How to determine Cloud Hub metrics to be monitored

REDIRECT: This URL has changed to https://support8.gwos.com/gw/gw8/latest/configuration/cloud-monitoring/customizing-metrics
Click the link above if you are not automatically redirected in 10 seconds.

This article focuses on how to determine the metric to be monitored for a Cloud Hub connection. Our example in this article refers to the Cloudera connector, however the process is the same for all of the connectors. Prior to reading this article, you may want to start with a review of the articles Cloud Hub and How to configure Cloud Hub connectors.

You can always override a particular threshold on a particular host by editing it within the Status Summary

Customizing Metrics

Metrics page

The Metrics page, accessible after the server credentials are established, is where you customize the lists of metrics being gathered for a connection. Out of the box, a complete list of metrics is provided for a connectors services. You can customize these metric lists by adding metrics to the list, deleting metrics, as well as creating calculated metric fields called Synthetic metrics.
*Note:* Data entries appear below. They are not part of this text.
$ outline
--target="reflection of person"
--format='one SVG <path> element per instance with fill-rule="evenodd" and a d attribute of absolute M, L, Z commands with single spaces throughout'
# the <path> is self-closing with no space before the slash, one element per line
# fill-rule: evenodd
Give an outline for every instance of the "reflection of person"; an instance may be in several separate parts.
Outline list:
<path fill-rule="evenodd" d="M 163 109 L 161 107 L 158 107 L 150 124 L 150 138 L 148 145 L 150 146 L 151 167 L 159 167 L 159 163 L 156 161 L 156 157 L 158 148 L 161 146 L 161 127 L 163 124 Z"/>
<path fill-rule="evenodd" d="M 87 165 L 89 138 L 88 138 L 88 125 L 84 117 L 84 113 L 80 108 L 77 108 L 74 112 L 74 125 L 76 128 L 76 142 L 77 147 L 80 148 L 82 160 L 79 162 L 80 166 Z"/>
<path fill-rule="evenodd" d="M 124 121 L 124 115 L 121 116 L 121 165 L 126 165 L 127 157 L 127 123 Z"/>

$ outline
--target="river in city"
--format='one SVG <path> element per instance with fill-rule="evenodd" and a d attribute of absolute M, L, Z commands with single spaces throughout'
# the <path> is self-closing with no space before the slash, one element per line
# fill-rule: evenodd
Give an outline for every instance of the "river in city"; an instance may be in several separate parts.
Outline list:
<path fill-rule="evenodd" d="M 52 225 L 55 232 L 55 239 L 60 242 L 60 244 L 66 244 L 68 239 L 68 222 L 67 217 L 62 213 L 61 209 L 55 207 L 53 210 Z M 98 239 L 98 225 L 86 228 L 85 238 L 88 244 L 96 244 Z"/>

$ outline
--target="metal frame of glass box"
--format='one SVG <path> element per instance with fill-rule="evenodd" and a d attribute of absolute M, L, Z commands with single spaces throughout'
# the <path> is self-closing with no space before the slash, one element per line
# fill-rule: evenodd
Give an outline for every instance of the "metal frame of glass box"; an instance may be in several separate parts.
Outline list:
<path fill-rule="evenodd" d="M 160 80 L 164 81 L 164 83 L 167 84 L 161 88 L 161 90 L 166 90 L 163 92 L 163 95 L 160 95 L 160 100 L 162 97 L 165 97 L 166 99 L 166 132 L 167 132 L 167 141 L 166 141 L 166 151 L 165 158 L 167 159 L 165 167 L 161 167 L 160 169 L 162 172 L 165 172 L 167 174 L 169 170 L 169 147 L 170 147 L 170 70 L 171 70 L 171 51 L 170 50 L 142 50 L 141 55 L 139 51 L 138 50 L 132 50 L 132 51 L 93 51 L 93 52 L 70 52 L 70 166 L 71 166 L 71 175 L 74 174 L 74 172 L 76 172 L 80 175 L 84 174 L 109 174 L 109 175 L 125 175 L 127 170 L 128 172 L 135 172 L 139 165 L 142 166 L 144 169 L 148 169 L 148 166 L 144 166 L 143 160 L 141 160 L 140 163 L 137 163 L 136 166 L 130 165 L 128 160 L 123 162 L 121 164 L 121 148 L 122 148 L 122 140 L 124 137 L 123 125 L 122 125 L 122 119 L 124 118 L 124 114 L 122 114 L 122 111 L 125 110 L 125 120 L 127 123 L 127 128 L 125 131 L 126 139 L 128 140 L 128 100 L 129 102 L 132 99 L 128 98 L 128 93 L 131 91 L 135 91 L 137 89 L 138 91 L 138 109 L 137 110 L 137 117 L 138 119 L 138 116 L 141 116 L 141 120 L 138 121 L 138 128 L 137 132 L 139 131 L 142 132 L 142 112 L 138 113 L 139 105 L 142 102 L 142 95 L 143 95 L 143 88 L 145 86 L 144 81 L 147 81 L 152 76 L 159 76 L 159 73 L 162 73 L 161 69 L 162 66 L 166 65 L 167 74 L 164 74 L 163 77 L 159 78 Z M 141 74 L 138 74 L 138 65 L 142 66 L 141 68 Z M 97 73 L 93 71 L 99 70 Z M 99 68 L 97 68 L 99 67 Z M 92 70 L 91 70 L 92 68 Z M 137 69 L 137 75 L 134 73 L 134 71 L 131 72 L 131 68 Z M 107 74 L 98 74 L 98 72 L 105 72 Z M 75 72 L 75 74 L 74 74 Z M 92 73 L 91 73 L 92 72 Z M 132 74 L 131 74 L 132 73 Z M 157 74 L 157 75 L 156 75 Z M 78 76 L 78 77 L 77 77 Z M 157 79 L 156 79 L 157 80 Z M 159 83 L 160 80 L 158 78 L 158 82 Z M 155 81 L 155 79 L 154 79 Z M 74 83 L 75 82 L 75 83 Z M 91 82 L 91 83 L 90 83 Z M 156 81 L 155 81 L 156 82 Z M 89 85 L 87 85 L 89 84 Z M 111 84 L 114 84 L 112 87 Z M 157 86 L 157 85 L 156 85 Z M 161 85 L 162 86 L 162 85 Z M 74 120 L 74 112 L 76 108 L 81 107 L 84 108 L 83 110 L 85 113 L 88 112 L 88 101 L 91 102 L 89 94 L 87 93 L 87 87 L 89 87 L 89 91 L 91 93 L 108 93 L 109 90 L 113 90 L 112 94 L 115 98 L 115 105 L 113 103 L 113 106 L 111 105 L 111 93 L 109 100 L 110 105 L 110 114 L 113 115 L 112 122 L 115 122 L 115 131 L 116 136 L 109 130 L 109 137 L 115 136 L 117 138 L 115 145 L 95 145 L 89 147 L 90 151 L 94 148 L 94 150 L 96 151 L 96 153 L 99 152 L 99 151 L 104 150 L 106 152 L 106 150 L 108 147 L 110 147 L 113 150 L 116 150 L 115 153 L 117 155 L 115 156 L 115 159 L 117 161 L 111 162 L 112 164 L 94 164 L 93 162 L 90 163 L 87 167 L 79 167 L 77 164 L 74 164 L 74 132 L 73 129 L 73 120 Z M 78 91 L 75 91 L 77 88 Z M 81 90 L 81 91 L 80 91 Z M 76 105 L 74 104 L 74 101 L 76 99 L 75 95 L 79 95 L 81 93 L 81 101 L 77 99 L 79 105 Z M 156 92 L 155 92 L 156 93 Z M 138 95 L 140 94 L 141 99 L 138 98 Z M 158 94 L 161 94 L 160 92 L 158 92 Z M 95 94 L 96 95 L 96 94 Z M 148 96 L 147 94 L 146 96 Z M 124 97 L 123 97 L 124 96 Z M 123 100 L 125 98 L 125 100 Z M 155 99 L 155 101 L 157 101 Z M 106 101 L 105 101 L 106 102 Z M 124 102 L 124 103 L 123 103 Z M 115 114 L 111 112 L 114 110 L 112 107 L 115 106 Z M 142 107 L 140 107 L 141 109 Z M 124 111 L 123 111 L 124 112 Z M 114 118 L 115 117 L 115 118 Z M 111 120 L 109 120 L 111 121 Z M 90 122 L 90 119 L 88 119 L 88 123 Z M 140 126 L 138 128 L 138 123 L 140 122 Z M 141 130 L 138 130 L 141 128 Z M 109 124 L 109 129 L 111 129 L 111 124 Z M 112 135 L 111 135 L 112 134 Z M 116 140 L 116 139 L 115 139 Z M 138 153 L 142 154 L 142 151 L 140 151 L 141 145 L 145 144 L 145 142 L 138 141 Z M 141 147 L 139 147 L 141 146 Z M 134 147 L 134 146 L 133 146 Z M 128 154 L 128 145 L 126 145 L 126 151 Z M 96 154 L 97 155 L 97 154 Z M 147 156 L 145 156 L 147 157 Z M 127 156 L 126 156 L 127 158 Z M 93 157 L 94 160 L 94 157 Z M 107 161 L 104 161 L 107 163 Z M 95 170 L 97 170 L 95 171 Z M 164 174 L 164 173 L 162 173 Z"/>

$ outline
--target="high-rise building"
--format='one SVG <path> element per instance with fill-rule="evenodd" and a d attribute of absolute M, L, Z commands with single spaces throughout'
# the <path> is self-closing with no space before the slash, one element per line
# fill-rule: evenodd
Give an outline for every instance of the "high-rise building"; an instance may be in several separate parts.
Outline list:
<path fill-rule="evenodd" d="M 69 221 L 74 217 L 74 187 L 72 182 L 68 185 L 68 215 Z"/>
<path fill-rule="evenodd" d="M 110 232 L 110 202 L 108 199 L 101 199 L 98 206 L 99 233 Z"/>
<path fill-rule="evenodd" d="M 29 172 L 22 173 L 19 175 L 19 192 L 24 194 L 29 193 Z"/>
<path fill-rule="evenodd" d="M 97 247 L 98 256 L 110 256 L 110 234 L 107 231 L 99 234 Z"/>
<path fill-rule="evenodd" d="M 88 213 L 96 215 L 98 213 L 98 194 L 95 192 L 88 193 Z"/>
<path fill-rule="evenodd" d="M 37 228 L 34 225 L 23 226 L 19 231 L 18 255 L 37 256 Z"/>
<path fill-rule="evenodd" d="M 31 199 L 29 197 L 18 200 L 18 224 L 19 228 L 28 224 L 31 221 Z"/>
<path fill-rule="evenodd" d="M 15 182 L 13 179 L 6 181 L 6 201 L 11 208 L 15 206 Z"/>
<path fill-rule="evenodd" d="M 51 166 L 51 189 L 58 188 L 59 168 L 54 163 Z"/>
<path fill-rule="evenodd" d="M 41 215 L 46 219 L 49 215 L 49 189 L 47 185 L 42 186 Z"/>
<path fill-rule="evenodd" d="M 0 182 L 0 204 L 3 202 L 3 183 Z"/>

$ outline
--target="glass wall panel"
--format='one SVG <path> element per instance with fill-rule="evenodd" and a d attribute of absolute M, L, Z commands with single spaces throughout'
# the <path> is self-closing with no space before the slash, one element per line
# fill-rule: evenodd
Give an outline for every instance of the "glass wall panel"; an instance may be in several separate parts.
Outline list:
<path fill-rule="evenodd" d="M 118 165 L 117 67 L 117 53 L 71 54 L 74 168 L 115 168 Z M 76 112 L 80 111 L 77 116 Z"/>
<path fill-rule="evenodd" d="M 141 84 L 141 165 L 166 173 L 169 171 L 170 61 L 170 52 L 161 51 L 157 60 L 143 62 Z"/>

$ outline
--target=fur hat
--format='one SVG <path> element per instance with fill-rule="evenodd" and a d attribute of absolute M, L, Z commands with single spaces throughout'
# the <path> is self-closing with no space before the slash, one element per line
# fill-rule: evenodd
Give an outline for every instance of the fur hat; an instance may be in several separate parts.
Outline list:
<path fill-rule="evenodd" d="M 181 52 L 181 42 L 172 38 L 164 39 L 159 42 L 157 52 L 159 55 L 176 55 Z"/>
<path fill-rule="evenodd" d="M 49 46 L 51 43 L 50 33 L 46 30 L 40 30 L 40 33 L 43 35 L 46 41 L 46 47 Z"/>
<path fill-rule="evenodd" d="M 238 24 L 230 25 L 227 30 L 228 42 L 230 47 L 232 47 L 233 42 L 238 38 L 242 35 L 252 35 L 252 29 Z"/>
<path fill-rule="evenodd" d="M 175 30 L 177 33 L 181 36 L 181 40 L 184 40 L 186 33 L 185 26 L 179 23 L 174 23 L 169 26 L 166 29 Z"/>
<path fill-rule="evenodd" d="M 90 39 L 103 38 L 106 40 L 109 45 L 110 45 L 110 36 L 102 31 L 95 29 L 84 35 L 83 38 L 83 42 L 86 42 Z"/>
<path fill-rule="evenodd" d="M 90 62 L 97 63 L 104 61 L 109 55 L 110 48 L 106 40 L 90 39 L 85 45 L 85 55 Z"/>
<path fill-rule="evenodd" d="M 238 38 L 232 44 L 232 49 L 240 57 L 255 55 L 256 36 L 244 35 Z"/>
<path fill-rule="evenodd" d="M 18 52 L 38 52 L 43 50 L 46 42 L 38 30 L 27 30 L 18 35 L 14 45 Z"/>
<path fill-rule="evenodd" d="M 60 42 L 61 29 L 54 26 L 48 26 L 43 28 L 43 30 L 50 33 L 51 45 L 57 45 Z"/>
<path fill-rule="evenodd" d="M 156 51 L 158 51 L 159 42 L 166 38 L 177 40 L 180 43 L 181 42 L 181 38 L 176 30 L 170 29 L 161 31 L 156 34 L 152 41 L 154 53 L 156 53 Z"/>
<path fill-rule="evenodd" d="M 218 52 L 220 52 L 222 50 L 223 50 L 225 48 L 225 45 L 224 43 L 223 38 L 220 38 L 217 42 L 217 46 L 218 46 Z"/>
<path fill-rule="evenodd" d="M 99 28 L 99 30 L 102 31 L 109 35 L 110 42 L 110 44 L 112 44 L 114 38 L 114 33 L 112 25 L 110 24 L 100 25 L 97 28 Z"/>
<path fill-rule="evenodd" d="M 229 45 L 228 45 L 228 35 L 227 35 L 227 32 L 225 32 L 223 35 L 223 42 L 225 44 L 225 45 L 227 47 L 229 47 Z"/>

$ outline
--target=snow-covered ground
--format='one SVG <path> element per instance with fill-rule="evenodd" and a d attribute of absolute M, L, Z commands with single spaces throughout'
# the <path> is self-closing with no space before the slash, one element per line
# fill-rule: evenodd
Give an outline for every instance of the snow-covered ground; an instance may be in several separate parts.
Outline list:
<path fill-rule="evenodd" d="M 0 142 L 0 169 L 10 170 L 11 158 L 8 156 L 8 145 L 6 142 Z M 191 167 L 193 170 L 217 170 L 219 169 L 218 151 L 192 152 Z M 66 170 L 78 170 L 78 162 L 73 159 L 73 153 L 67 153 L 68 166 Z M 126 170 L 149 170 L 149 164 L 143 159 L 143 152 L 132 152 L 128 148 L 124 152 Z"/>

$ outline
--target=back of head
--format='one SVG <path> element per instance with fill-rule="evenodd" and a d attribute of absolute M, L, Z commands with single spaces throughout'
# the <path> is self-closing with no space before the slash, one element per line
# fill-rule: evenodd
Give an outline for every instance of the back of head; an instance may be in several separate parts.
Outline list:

The Metrics page shows metrics grouped by Cluster, Host, and the connector service collections. The counts of metrics are displayed in the Group bar, summarized by:

  • Total metrics per group
  • Active metrics per group
  • Synthetic metrics per group

You can configure the metrics for any group by clicking on the group bar.

group bar

Configuring metrics

Each row in the grid represents a metric. Metrics can be added, edited or deleted. 

A metric is considered inactive if it is not monitored (the Monitored checkbox is unchecked). 

You can directly edit a metric options, display name, and thresholds in the grid, or use the advanced metric dialog by clicking the Edit button. Edit allows you to configure all properties of a metric using a dialog form. Click the Save button in the top navigation when you are done making changes. 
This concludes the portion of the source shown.